Nach 18 Jahren im Amt

"Es war mir eine Ehre": Werner Bäuerlein gibt den Abenberger Rathausschlüssel weiter

1.5.2020, 06:29 Uhr
Vom Rosengarten der Burg aus kann Werner Bäuerlein „sein“ Abenberg gut überblicken. 18 Jahre lang stand der 64-Jährige an der Spitze der Burgstadt und seiner gut 5800 Einwohner.

© Foto: Robert Gerner Vom Rosengarten der Burg aus kann Werner Bäuerlein „sein“ Abenberg gut überblicken. 18 Jahre lang stand der 64-Jährige an der Spitze der Burgstadt und seiner gut 5800 Einwohner.

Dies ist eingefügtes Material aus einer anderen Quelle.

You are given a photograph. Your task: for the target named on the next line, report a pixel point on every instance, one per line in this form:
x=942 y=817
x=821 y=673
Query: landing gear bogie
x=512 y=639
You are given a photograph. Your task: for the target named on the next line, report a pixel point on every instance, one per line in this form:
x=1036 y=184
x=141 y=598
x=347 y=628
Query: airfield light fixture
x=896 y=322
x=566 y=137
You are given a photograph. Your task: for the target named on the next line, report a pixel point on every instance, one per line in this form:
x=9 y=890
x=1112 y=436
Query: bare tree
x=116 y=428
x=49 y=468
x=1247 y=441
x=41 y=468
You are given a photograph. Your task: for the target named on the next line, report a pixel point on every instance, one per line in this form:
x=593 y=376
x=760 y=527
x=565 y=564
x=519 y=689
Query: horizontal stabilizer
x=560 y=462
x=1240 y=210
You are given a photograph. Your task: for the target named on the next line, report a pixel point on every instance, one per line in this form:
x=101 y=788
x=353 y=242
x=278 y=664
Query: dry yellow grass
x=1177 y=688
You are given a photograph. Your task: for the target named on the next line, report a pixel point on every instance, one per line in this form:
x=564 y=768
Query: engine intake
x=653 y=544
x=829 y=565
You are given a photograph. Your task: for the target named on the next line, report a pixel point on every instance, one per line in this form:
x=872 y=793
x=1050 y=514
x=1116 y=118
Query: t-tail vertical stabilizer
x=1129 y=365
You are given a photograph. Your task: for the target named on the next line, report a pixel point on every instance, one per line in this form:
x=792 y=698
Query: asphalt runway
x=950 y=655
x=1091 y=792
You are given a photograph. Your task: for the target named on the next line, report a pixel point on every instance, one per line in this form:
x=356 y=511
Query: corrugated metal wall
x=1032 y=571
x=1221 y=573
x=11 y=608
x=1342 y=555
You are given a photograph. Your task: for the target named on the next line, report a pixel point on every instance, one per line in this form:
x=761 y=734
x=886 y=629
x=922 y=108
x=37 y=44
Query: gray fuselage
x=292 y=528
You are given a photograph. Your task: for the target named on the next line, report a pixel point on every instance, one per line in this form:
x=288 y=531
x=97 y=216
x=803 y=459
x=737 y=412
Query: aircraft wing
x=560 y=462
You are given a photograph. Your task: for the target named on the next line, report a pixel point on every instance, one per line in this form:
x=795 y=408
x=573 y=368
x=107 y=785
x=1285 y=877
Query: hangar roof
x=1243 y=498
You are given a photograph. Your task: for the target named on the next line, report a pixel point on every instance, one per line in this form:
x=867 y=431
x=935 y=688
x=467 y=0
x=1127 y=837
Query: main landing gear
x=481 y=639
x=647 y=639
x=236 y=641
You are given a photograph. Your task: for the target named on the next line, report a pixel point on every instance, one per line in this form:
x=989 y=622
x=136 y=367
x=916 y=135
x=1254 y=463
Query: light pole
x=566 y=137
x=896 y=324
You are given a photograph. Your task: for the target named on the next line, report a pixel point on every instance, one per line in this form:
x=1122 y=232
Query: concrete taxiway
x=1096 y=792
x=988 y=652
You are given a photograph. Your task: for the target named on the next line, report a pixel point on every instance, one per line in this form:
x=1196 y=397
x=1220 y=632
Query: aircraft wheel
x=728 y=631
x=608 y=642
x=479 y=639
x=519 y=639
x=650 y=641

Herr Bäuerlein, drei Wahlperioden lang standen Sie an der Spitze der Stadt. Sind Sie mit der Entwicklung zufrieden?

In bin sehr zufrieden. Ich bin mit mir im Reinen. Ich gehe in Frieden. Abenberg steht gut da.

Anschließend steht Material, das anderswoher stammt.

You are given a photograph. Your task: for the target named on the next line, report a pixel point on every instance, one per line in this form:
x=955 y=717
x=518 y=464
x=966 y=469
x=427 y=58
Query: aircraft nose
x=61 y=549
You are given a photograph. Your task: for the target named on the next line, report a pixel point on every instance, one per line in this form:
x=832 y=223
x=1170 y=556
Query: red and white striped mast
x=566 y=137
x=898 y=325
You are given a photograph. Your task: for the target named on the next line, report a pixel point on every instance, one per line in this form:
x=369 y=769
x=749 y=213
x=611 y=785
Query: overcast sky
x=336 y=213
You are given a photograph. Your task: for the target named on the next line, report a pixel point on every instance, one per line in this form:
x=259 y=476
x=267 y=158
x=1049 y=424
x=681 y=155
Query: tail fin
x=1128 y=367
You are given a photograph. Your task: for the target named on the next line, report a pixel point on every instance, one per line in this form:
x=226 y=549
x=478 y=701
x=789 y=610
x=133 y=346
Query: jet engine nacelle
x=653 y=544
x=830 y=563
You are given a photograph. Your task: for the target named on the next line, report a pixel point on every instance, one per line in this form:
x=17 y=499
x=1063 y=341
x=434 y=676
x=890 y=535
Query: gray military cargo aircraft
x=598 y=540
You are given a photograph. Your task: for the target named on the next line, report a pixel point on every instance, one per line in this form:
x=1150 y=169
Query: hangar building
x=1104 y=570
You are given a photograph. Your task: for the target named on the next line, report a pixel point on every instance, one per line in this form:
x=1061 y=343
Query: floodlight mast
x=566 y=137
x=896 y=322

Woran machen Sie das fest?

Das könnte man an Zahlen festmachen. Unser Haushaltsvolumen hat sich in den 18 Jahren fast verdoppelt, unsere Einnahmen aus der Einkommensteuer haben sich fast verdreifacht, unsere Einnahmen aus der Gewerbesteuer mehr als vervierfacht. Wir haben 50 Prozent mehr Kinderbetreuungsplätze und dergleichen mehr. Wir haben unglaublich viel investiert und trotzdem unsere Schulden in den 18 Jahren halbiert.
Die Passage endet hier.